Documents can influence the way people think and feel.
Corporate documents inspire a feeling about the company
that issues them and influence what customers think about
the quality - good or bad - of products and services. Political
candidates, social activists and religious groups use
documents to sway opinion and persuade people to adopt
a certain point of view or behavior. Law enforcement and
governmental agencies use documents to record public
opinion, establish societal norms and influence the conduct
of citizens. For students and scholars, documents help to
convert information into understanding and learning.
Craine Communications Group
503.452.9166

Documents are Tactical

If a document strategy starts with the notion that documents convert
information into action, then it ends with the recognition that documents
are a tactical liability if they are not effective. Whether digital or paper,
documents cost money to produce and require labor to process.

Consider the following statistics:

  • Thirty billion original documents are used each year in the United
    States.
  • The cost of documents to corporate America is estimated to reach
    as much as 15 percent of annual corporate revenue.
  • Documents claim up to 60 percent of office worker's time and
    account for up to 45 percent of labor costs.
  • 85 percent of documents are never retrieved, 50 percent are
    duplicates, and 60 percent are obsolete.
  • For every dollar that a company spends for a final document, ten
    dollars are spent to manage the process.

Clearly, documents that are not effective in converting information in to
action have a tactical stranglehold on organizations. It's no surprise that
the lion's share of work concerning documents is tactical - producing
pages faster, cheaper or not at all. The tactical opportunities found in
document systems are concrete, measurable and readily apparent, so
the success of any document strategy will certainly be measured using
these factors as a yardstick.

But ultimately, no matter how efficient the "speeds and feeds" of
document production become, or how effectively we migrate from paper to
the web, if documents fail to inspire "desired reactions," they represent
little more than a tactical liability.

One of the constraints that must be overcome by those who are building a
document strategy is that the traditional view of documents is tactical
rather than strategic. Documents are generally seen as a problem or a
liability, not an opportunity or an asset. But simply viewing documents
tactically - a cost to be contained or a function to out-source - limits
opportunity to incremental improvements whenever they happen to
present themselves and excludes a large part of the equation.

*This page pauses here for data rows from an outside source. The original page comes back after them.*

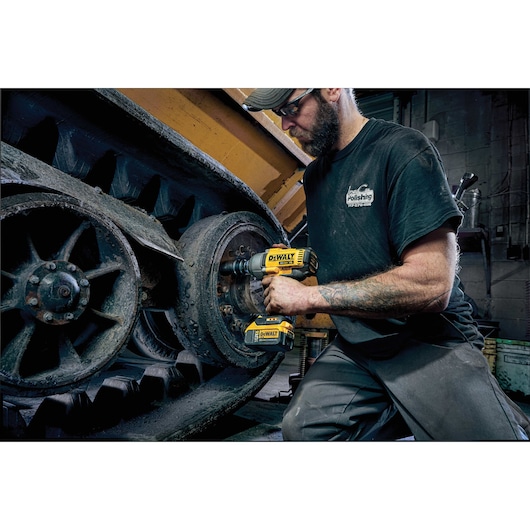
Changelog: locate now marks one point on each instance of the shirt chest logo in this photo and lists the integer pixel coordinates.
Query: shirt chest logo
(362, 196)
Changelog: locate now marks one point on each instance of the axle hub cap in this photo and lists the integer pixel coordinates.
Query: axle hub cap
(57, 292)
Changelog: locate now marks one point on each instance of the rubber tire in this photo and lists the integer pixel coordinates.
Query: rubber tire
(201, 327)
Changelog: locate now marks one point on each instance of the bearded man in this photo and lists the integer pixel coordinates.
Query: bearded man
(407, 358)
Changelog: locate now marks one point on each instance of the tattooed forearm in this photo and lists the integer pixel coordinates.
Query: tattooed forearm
(371, 298)
(365, 298)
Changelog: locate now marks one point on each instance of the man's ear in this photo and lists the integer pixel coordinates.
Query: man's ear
(332, 94)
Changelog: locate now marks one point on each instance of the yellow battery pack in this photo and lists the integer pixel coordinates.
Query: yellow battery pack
(270, 333)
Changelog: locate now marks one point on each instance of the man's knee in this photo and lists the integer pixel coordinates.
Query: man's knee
(292, 423)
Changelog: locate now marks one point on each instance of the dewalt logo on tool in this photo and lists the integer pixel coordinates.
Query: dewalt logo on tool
(267, 334)
(287, 257)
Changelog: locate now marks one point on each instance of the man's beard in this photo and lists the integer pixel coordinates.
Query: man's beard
(325, 132)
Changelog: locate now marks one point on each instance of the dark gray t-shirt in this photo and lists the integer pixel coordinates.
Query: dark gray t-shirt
(365, 205)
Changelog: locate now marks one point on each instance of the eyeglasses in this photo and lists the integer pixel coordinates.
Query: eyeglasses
(291, 108)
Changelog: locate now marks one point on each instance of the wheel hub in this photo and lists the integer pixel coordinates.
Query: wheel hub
(57, 292)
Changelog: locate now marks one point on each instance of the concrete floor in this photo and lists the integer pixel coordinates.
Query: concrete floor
(260, 419)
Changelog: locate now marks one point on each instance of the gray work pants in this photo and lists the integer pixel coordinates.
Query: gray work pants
(434, 392)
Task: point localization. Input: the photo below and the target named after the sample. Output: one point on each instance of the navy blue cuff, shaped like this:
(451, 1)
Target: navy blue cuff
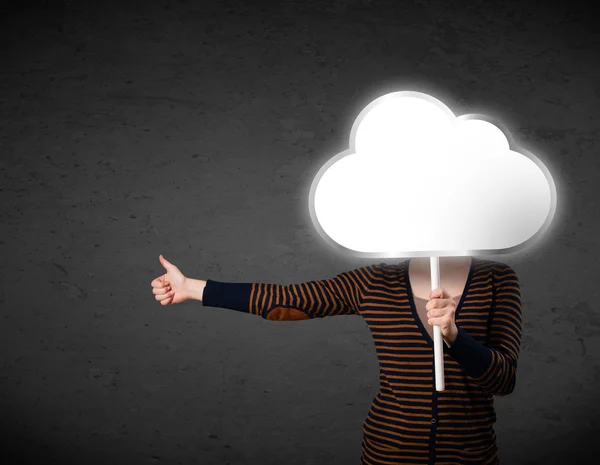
(235, 296)
(472, 356)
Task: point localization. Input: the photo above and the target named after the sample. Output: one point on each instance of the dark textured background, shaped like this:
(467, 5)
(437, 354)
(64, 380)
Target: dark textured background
(194, 130)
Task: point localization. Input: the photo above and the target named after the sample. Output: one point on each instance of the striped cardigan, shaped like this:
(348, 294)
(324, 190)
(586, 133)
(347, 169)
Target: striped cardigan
(409, 422)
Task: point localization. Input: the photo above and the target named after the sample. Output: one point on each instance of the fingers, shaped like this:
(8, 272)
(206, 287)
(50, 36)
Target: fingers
(161, 290)
(439, 303)
(439, 321)
(160, 281)
(167, 295)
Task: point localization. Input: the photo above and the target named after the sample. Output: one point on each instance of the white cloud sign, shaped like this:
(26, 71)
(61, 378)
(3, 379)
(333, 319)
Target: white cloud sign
(417, 180)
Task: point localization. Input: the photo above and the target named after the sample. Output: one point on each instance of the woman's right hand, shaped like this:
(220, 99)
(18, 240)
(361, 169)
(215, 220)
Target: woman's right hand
(170, 288)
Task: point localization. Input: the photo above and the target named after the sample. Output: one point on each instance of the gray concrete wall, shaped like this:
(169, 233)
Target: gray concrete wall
(194, 130)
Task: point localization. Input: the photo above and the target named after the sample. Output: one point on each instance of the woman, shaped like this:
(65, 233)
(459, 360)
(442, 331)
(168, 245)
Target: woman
(478, 311)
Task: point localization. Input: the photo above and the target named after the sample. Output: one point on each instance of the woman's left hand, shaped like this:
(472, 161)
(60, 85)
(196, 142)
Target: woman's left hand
(440, 312)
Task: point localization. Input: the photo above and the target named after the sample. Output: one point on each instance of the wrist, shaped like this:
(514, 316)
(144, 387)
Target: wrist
(194, 288)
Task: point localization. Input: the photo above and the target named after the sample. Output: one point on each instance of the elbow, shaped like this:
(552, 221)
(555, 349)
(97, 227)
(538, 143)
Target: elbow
(285, 314)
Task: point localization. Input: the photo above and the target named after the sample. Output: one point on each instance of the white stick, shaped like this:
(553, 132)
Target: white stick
(438, 350)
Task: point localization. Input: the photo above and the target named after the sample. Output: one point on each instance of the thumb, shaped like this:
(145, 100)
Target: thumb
(438, 293)
(163, 261)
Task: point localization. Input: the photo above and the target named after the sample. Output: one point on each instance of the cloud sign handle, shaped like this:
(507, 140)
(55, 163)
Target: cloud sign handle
(500, 200)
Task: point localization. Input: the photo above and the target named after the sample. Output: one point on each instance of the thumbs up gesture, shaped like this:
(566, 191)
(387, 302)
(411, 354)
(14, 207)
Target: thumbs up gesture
(170, 288)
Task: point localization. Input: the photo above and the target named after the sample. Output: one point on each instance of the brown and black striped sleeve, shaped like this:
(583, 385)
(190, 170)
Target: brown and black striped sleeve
(339, 295)
(494, 365)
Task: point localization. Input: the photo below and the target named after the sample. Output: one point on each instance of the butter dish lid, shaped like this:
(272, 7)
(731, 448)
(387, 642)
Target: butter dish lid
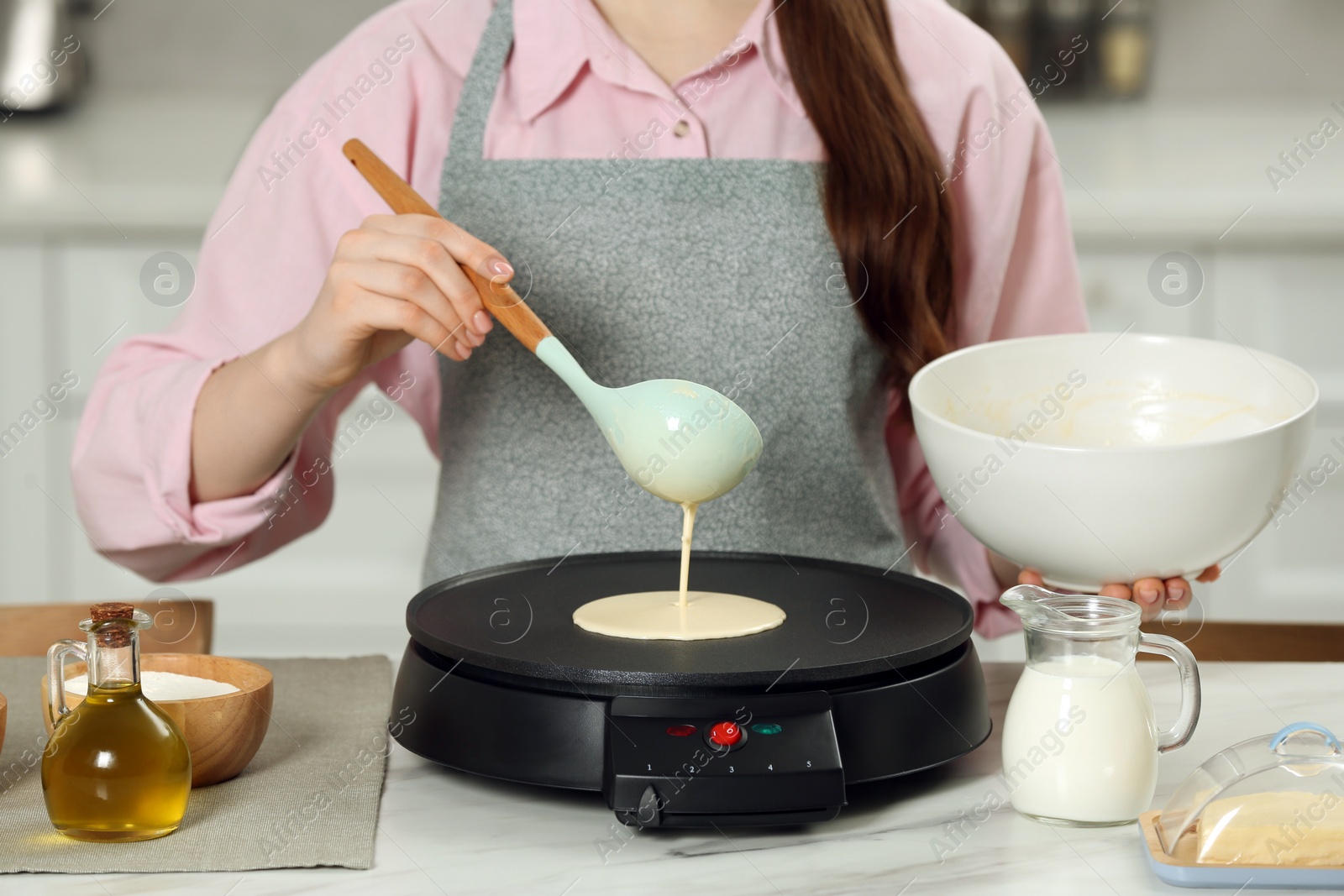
(1274, 799)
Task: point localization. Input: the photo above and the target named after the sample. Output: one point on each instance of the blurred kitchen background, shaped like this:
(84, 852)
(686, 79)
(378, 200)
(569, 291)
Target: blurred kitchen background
(1166, 116)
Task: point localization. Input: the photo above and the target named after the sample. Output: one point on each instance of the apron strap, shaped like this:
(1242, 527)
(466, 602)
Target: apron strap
(474, 107)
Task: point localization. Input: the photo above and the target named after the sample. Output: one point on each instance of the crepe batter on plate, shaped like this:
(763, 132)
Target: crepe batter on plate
(678, 616)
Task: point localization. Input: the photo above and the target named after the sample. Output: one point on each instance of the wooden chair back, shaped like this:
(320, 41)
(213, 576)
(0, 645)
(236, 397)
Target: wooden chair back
(181, 626)
(1256, 641)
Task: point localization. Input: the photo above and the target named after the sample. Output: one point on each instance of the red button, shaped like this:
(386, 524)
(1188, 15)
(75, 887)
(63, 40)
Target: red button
(726, 734)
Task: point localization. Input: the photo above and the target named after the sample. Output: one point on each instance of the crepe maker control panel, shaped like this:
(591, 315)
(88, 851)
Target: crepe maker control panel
(763, 759)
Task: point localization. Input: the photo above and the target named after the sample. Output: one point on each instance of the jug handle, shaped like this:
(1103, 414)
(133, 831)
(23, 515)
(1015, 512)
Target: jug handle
(57, 708)
(1189, 692)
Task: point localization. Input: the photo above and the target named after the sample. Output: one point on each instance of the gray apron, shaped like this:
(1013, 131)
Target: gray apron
(721, 271)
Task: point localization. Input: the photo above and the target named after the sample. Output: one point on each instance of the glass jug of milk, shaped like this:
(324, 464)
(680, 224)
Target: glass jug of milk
(1081, 743)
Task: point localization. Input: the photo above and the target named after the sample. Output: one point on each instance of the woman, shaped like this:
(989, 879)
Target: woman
(651, 172)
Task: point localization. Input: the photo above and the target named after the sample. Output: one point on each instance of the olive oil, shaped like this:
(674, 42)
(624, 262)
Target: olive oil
(118, 768)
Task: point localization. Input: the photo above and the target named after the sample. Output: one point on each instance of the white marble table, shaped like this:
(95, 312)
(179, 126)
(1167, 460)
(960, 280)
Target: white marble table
(447, 833)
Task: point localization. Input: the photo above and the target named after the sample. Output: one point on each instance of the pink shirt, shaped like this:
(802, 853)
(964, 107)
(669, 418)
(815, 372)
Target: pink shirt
(571, 89)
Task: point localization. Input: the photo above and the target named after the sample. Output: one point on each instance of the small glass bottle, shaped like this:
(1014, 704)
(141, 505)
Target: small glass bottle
(118, 768)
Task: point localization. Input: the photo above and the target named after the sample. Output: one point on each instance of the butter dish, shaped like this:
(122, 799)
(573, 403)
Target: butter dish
(1265, 813)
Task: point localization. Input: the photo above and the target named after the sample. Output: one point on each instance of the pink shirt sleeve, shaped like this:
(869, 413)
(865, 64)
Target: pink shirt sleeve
(1016, 275)
(261, 265)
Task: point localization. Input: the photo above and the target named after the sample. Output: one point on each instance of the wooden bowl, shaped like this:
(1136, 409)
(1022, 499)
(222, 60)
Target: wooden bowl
(222, 732)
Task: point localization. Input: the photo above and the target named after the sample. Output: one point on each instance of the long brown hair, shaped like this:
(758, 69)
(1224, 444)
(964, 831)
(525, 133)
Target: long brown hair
(882, 165)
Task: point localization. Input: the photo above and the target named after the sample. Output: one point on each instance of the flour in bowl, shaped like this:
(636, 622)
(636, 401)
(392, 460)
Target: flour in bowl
(165, 685)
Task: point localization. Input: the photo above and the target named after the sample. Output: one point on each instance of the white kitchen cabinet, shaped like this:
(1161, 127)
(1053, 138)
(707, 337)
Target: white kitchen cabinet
(1289, 304)
(339, 590)
(343, 589)
(1116, 289)
(24, 454)
(101, 301)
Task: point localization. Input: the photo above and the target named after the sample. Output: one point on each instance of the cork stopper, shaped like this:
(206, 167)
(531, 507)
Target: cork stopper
(111, 624)
(105, 611)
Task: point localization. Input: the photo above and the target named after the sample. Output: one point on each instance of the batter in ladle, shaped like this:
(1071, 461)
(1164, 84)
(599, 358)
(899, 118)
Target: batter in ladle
(679, 616)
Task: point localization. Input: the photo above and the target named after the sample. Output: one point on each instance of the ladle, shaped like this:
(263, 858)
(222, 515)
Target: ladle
(1028, 600)
(680, 441)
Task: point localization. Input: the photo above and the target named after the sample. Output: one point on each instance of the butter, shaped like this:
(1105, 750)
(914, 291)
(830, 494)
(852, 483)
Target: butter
(1292, 828)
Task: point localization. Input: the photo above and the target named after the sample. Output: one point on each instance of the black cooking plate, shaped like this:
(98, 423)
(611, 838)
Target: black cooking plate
(844, 621)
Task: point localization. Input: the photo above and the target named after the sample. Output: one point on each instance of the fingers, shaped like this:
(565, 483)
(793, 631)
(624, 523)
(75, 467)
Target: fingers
(1178, 594)
(387, 313)
(1030, 577)
(467, 250)
(413, 285)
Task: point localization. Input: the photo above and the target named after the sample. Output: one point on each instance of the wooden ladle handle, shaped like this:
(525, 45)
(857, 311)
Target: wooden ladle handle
(499, 300)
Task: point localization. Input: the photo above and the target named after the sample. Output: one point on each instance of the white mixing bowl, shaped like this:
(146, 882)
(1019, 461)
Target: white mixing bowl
(1102, 457)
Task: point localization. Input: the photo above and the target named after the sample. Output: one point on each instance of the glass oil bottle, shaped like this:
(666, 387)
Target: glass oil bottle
(118, 768)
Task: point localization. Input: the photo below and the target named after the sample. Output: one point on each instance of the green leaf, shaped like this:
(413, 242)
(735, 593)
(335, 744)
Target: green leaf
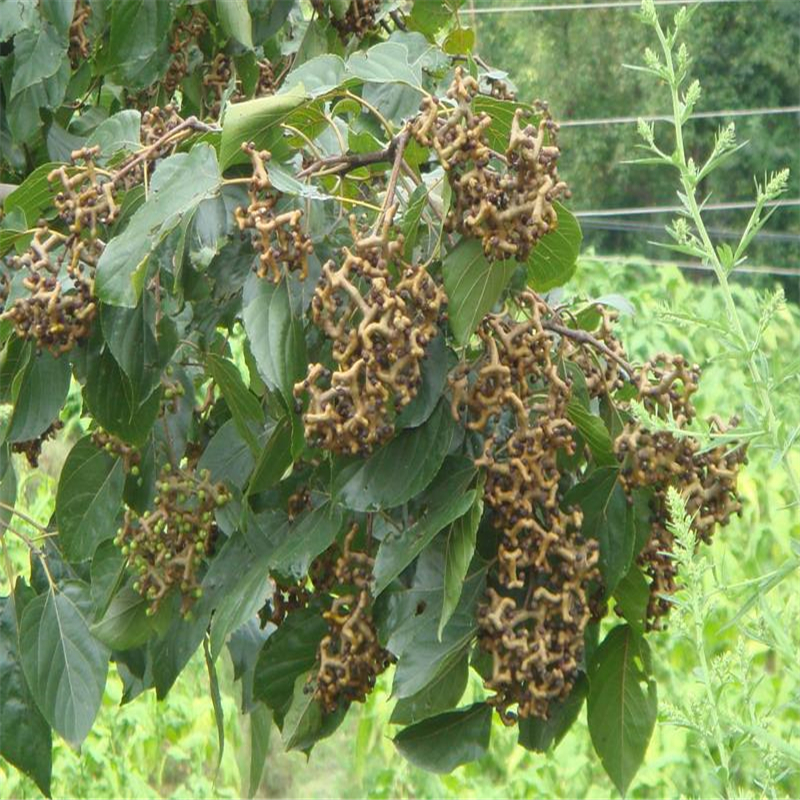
(594, 431)
(275, 335)
(64, 665)
(305, 722)
(216, 702)
(386, 62)
(316, 76)
(25, 738)
(88, 499)
(623, 703)
(121, 131)
(400, 469)
(398, 550)
(132, 341)
(442, 743)
(248, 416)
(42, 390)
(109, 398)
(260, 729)
(461, 40)
(253, 121)
(459, 550)
(275, 458)
(287, 654)
(38, 55)
(473, 286)
(125, 623)
(608, 519)
(311, 535)
(434, 378)
(540, 735)
(234, 16)
(633, 596)
(179, 185)
(554, 259)
(440, 695)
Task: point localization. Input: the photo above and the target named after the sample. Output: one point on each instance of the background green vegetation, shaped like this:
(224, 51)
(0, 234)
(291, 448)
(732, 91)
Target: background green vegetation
(169, 749)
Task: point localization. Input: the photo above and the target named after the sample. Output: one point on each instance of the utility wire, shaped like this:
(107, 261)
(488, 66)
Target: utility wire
(630, 212)
(596, 6)
(693, 265)
(731, 112)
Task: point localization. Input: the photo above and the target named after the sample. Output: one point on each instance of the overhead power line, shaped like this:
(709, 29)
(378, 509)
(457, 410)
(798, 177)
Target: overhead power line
(730, 112)
(600, 6)
(630, 212)
(694, 265)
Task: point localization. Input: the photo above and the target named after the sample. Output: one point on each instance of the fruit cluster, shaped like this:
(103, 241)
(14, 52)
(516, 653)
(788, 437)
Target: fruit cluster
(359, 19)
(660, 458)
(168, 544)
(503, 199)
(278, 237)
(379, 326)
(533, 619)
(349, 655)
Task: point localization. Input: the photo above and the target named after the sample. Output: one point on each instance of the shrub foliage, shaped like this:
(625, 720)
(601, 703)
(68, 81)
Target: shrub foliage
(301, 263)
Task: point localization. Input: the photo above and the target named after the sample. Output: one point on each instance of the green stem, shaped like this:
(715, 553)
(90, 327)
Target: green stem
(689, 188)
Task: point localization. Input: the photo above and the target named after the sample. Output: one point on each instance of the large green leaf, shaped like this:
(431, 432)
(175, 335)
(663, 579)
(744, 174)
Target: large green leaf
(126, 623)
(444, 742)
(275, 335)
(401, 469)
(458, 553)
(440, 695)
(40, 394)
(311, 535)
(248, 416)
(254, 120)
(108, 396)
(540, 735)
(234, 17)
(25, 739)
(623, 703)
(473, 286)
(399, 549)
(554, 259)
(64, 665)
(88, 499)
(287, 654)
(179, 185)
(608, 518)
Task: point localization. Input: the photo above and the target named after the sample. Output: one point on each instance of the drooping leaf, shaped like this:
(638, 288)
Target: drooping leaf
(40, 393)
(179, 185)
(400, 469)
(64, 665)
(25, 738)
(444, 742)
(459, 550)
(253, 121)
(398, 550)
(440, 695)
(287, 654)
(88, 499)
(623, 703)
(275, 335)
(607, 518)
(311, 535)
(248, 415)
(540, 735)
(125, 623)
(554, 259)
(260, 729)
(473, 286)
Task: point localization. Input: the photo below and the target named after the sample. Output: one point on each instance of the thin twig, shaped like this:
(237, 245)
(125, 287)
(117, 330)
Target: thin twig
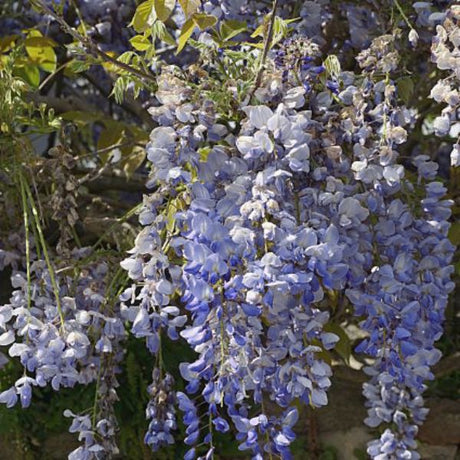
(267, 45)
(91, 47)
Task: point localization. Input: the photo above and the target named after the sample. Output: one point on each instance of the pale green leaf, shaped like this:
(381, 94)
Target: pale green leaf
(185, 34)
(189, 7)
(164, 8)
(142, 16)
(204, 21)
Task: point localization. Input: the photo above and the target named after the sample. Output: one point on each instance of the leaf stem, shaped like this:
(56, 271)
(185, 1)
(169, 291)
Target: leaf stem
(92, 47)
(267, 45)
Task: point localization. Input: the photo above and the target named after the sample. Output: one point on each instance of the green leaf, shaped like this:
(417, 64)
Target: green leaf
(185, 34)
(7, 42)
(133, 160)
(189, 7)
(140, 42)
(343, 346)
(204, 21)
(29, 73)
(40, 50)
(231, 28)
(77, 66)
(164, 35)
(109, 137)
(141, 17)
(164, 8)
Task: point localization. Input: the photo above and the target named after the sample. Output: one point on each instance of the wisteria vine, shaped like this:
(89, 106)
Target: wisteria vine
(273, 208)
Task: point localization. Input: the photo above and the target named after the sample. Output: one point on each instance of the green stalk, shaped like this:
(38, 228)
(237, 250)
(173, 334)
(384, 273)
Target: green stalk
(26, 229)
(45, 253)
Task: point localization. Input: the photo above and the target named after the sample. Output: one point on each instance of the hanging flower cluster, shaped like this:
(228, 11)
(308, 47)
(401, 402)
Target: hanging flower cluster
(274, 209)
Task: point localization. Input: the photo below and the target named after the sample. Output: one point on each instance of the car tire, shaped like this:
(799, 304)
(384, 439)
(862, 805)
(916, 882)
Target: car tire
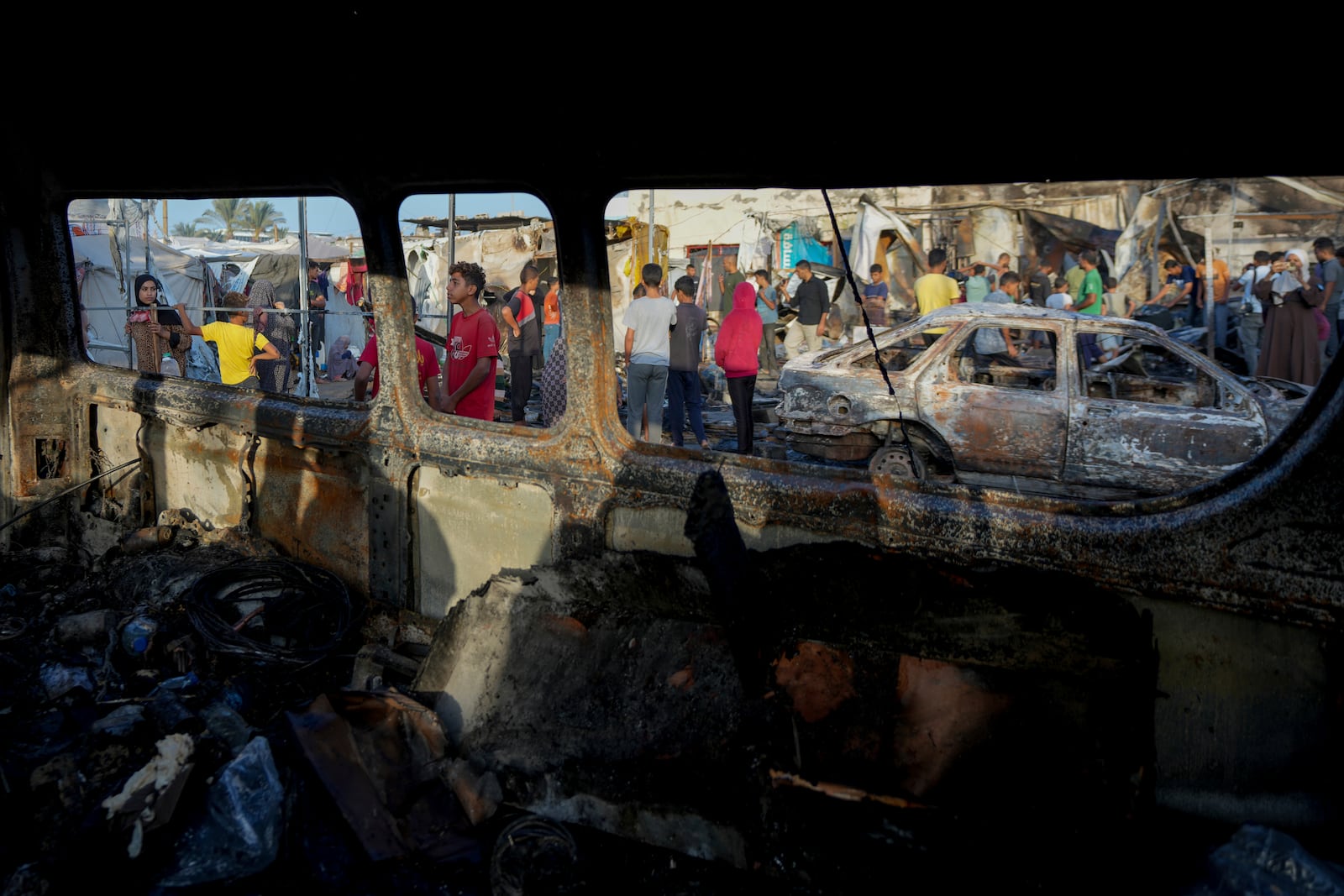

Balance the strategic and tactical aspects of documents by concentrating
on the effectiveness of their communication, as well as the efficiency of
their production. Now that we have the technology to efficiently produce an
avalanche of documents, we must always ask: Are they effective?
Using Documents Strategically means Using Information Strategically

Organizations must build a document strategy if for no other reason than
the current exponential growth of information. More information has been
produced in the last thirty years than in the previous five thousand -- the
entire history of civilization. What's more, that body of information is
expected to double in less than five years. With over 90 percent of
information contained in documents it is clear that whatever the medium
-- pixels or paper; bytes or birch bark -- documents are the currency of
human communication. Information: You've got to be able to find it, you've
got to be able to use it, and you've got to be able to keep it. Documents
allow us to do all these things.

Information is now the most valuable component of the entire economic
chain, according to Peter Drucker, the prominent management
consultant. Organizations that are able to harness the power of
information and manage, share and use information effectively are well
positioned to create value for everyone involved, says Drucker.

But to harness that value comes at a high price. Investment in information
technology now accounts for over one-half of the United States gross
investment in equipment. It has been estimated that U.S. businesses
spent more than $100 billion in 1995 on hardware alone.

Documents are a vehicle that can turn the expense of gathering
information into an asset and are one area of information technology that
can be quantifiably measured and improved. A document strategy is vital
because it monitors, directs and improves the way information is used in
a very tangible way. Enhancements made in document systems can
ultimately determine the real value of the information we have gathered
and the technology used to collect it.